CHP Çukurova İlçe Teşkilatı’nı yeniden kongreye götüren davanın avukatlığını üstlenen A&B Hukuk Bürosu ortaklarından Battal Özer, “Bu karar, demokrasinin parti içinde işlemesi gerektiğini gösteriyor. Bu karar, parti içinde domino etkisi de gösterebilir” dedi.

Geride bıraktığımız mayıs ayında ‘Olağan Genel Kurul Toplantısı’nı gerçekleştiren ve Mehmet Çelebi’nin başkanlığa getirildiği CHP Çukurova İlçe Teşkilatı’nın ardından bir grup partili, ‘olağanüstü kongre’ talebi ile 226 imza topladı. İmzalar, 19 Haziran 2012 tarihinde 14. Noter aracılığı ile parti yönetimine iletilse de önce ilçe, ardından da CHP İl Yönetimi, yeterli imzaya ulaşılamadığı, kongre istemi yapılan dilekçelerde gündem maddelerinin hukuka aykırı olduğu gerekçesiyle talebi reddetti.

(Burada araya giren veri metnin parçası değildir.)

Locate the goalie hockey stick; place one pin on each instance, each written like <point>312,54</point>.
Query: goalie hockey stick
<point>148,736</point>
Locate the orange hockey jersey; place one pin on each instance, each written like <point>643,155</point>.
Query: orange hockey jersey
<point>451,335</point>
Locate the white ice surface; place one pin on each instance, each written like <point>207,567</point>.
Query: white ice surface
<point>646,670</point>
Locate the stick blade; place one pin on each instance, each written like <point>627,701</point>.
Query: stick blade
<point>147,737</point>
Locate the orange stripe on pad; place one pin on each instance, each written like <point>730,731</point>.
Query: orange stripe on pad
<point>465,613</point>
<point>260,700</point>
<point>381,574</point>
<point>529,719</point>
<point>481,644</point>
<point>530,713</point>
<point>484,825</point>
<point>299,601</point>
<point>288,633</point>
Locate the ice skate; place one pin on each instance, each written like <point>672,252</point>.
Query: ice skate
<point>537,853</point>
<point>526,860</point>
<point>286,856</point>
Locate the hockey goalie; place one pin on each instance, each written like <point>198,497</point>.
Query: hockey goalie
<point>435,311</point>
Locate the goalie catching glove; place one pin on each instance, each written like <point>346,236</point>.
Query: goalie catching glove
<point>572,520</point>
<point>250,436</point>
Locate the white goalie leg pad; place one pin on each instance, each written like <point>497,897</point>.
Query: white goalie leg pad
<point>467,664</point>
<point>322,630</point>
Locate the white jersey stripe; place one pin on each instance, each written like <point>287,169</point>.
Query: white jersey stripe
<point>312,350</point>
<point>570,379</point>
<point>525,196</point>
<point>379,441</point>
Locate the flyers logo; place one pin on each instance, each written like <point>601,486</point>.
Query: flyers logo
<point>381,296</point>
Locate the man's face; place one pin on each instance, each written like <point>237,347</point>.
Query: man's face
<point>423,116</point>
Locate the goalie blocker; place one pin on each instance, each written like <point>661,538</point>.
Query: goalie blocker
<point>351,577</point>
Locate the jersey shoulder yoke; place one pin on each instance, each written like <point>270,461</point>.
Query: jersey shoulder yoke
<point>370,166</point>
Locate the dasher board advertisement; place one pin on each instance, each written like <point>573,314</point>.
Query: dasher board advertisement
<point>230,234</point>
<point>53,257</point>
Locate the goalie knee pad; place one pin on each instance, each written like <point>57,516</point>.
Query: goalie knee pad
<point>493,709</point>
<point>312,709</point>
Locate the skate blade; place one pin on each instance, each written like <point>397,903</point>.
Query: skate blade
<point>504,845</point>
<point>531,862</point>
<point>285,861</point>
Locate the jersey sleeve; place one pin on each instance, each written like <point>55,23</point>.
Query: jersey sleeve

Bu gelişmeler üzerine Hüseyin İncesu, Sebahattin Öndül, Mine Donma ve Seydi Yüksel, konuyu yargıya taşıdı ve Adana 5. Sulh Hukuk Mahkemesi’nde il ve ilçe teşkilatlarının tüzel kişiliklerinin bulunmaması nedeniyle CHP Genel Başkanlığı aleyhine dava açıldı. Mahkeme, ilk duruşmada davayla ilgili kararını da açıkladı ve 30 gün içerisinde CHP Çukurova İlçe Teşkilatı’nı ‘olağanüstü kongre’ çağrısını yapmak üzere parti üyeleri Birgül Gündoğdu, Sıtkı Keskin ve Mehmet Erdinç Uraz’ı görevlendirdi.

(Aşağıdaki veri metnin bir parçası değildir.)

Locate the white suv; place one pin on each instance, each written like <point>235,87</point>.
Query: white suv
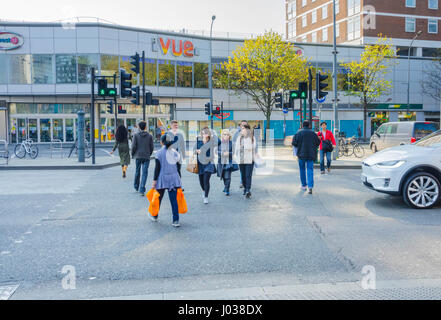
<point>412,171</point>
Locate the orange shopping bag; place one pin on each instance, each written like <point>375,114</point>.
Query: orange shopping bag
<point>182,203</point>
<point>153,197</point>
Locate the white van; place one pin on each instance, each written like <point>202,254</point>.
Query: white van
<point>395,133</point>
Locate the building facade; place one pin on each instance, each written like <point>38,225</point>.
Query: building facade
<point>45,79</point>
<point>360,22</point>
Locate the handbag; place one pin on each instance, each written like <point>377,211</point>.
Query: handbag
<point>327,146</point>
<point>182,203</point>
<point>259,162</point>
<point>192,166</point>
<point>153,197</point>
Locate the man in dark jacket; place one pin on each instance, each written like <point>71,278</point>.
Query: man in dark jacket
<point>142,149</point>
<point>306,143</point>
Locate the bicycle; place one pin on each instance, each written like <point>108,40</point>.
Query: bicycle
<point>26,147</point>
<point>349,147</point>
<point>87,152</point>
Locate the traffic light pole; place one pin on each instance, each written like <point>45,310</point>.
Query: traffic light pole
<point>222,115</point>
<point>143,85</point>
<point>310,96</point>
<point>92,115</point>
<point>336,120</point>
<point>115,103</point>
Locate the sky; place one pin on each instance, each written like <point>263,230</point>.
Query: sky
<point>235,16</point>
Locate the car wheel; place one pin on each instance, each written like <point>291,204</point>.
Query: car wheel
<point>421,190</point>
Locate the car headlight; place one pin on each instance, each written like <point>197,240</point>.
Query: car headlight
<point>390,164</point>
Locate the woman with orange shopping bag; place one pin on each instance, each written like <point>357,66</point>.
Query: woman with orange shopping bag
<point>166,176</point>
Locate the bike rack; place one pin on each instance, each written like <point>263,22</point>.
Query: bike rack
<point>4,153</point>
<point>57,147</point>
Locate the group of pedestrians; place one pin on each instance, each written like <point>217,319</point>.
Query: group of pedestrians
<point>306,143</point>
<point>236,153</point>
<point>233,153</point>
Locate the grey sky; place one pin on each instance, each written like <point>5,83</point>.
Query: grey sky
<point>237,16</point>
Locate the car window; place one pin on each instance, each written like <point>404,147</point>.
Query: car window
<point>430,141</point>
<point>392,129</point>
<point>423,129</point>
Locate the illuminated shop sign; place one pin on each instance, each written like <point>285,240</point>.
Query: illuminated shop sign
<point>10,41</point>
<point>177,47</point>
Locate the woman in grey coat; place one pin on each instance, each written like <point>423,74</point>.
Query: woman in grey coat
<point>122,143</point>
<point>166,175</point>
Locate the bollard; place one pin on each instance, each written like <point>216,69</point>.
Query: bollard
<point>81,136</point>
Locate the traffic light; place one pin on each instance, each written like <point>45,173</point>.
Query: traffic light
<point>121,110</point>
<point>102,87</point>
<point>294,94</point>
<point>149,101</point>
<point>125,84</point>
<point>320,85</point>
<point>303,90</point>
<point>217,110</point>
<point>134,61</point>
<point>110,107</point>
<point>208,108</point>
<point>148,98</point>
<point>135,95</point>
<point>111,92</point>
<point>279,100</point>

Söz konusu davanın avukatlığını üstlenen A&B Hukuk Bürosu ortaklarından Battal Özer, süreçle ilgili olarak değerlendirmelerde bulundu. Özer, “Mahkeme tarafından atanan 3 kişilik yönetim, CHP Çukurova İlçe Teşkilatı’nı yeniden kongreye götürecek ve burada partinin yeni yönetimi seçilecek. Bununla birlikte il delegeleri de yeniden belirlenecek. Kongrenin ardından ne olacağını şimdiden öngörmek mümkün değil” dedi.

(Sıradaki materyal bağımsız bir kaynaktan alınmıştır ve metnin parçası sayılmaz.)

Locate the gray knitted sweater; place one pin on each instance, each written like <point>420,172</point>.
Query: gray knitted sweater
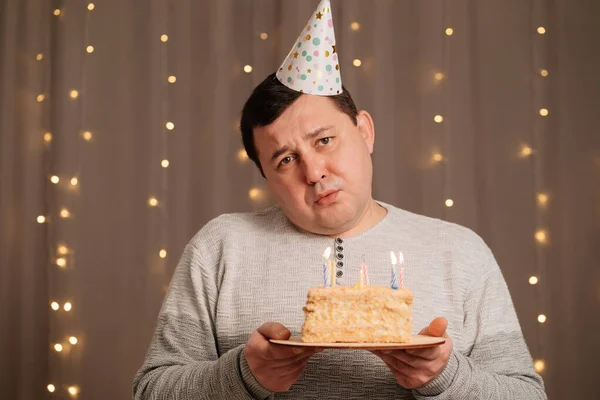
<point>242,270</point>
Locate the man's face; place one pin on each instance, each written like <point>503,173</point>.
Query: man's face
<point>318,164</point>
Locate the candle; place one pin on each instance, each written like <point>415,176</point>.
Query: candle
<point>401,268</point>
<point>326,267</point>
<point>394,262</point>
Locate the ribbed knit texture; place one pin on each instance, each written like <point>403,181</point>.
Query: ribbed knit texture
<point>242,270</point>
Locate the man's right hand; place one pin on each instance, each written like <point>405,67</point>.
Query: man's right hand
<point>275,367</point>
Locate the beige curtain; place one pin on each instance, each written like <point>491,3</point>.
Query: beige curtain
<point>492,154</point>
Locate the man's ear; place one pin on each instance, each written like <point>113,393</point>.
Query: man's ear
<point>366,127</point>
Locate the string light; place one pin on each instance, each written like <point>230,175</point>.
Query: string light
<point>539,366</point>
<point>541,318</point>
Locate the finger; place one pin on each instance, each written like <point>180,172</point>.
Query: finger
<point>436,328</point>
<point>274,330</point>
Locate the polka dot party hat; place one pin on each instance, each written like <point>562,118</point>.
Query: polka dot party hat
<point>312,65</point>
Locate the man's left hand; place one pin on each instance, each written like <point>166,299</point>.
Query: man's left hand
<point>413,368</point>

Ortada ‘demokratik bir hak’ın kullanılması durumu olduğu yorumunda bulunan Özer, açıklamasını da şöyle sürdürdü; “Bu karar, demokrasinin parti içinde işlemesi gerektiğini gösteriyor. Alınan mahkeme kararı, parti içinde bir takım dengeleri de değiştirebilir. Bir ‘domino etkisi’ de yaratabilir. İlerleyen süreçte bunun sonuçlarını hep birlikte göreceğiz. Bu durum, Türkiye genelinde de yaygınlaşabilir. Yani diğer siyasi partilerde de bu tür müracaatlar yapılabilir. Çünkü insanlar demokratik haklarını arıyor.”